頬を指で押してみても…………ふふっ……寝てるっ。
こういう時ぐらいしか言えないけど……。
セス、愛している」
「ローズ、もう一回言って!!」
「うわっ、急に起き上がって……寝ていたのでは?」
「ローズ、もう一回言って」
「何をですか?」
「ねぇ~、ローズぅ、焦らさないで、言って」
「セス様、大好きです」
「ローズ、少し違うよぉ」
「セス様の気のせいでは?」
「ローズ、じゃあ『セス、大好き』にしよう。さぁ、言って」
「…………」
「くくっくく……ローズ顔が真っ赤だよ……くくっ……」
「意地悪しないでください」
「そうだね、さっきは、素敵な言葉をありがとう。
ローズ、愛している」
「はい、私も、とても……」
「ローズがその先を言葉にしてくれるのが待ち遠しいなぁ。ねっ、ローズ」
おまけ・とある雪の日
「ロゼ?」
「にゃっ」
「また、遊びに来たの? ほら、入って」
「にゃ~」
「スノーマンを作り終えると、君は遊びにくるね」
「にゃぁ」
「あ~、ロゼ。作ったばかりだ……爪を研がないで、ほら、こっちに……」
「にゃぁ~」
「よし、捕まえた。こんなに冷たくなって……ロゼ、お茶の時間だよ。
その前に……君にリボンを用意したよ。
これはね、ローズの好きだった色でね……少しだけ動かないで……あ~、遊ばないで……君も黒目黒髪だから似合うね」
「にゃぁん!」
「また、雪が降ってきたね。
そろそろ陛下達もみえる。
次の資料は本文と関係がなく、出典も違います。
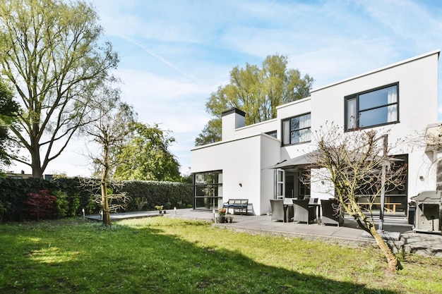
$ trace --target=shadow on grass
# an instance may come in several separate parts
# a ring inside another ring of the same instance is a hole
[[[36,226],[0,228],[0,264],[5,265],[0,292],[396,293],[263,265],[236,252],[205,246],[203,240],[189,243],[165,235],[161,225]]]

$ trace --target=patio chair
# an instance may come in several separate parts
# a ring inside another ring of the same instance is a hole
[[[318,204],[318,200],[319,198],[310,198],[309,200],[309,205],[316,205]]]
[[[270,199],[270,206],[272,207],[272,221],[284,221],[284,200],[276,200]]]
[[[338,225],[344,224],[344,214],[338,200],[321,200],[322,215],[321,223]]]
[[[302,222],[309,224],[316,219],[316,207],[309,205],[309,200],[293,200],[293,221]]]

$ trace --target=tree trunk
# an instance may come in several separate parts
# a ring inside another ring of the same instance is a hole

ロゼも中に入って降る雪を見よう」
「にゃぁ~!」
次の雪と吸入薬 ──おまけ・おわり──
※──※──※──※──※──※──※──※──※
お読みいただきありがとうございました。
平仮名・三点リーダー・句読点・会話・擬音・改行等を多用し、である調にですます調を意識して混ぜました。
また、章立てもできずサブタイトルを考える余裕も無く、必死で本編完結に向けて書き進めました。
初投稿も重なり読みにくい文章だったと思いますが、私の精一杯の作品です。
拙さはお許しください。
タイトルからも本作の軸は病気です。
そこに、死生観・価値観・愛のかたち・呼称等を混ぜ、できるだけ重くならないようにしたつもりです。
作者としては「ハッピーエンド」と認識しております。
昨年の今ごろに執筆しはじめ、ローズと国王陛下の話にする予定でした。
傍観者視点としてのラムセスのキャラが序盤から際立ち、ローズの性格からしてアレックスの手を取らないと判断し、このような形で完結となりました。
投稿途中で……
ローズを王立アカデミーに通わせる。
東の帝国の皇子にローズが攫われラムセスが闇落ちする。
ヒースと世界を旅しながら二人は幸せにすごす。
ラムセスの記憶操作が解けず、やはりローズとアレックスの話になる。
……などと色々と悩んだりもして、長めの作品になりました。
執筆中は楽しかったです、ありがとうございました。
共感いただける部分が少しでもあると嬉しく思います。
長い作品をお読みいただき、本当にありがとうございました。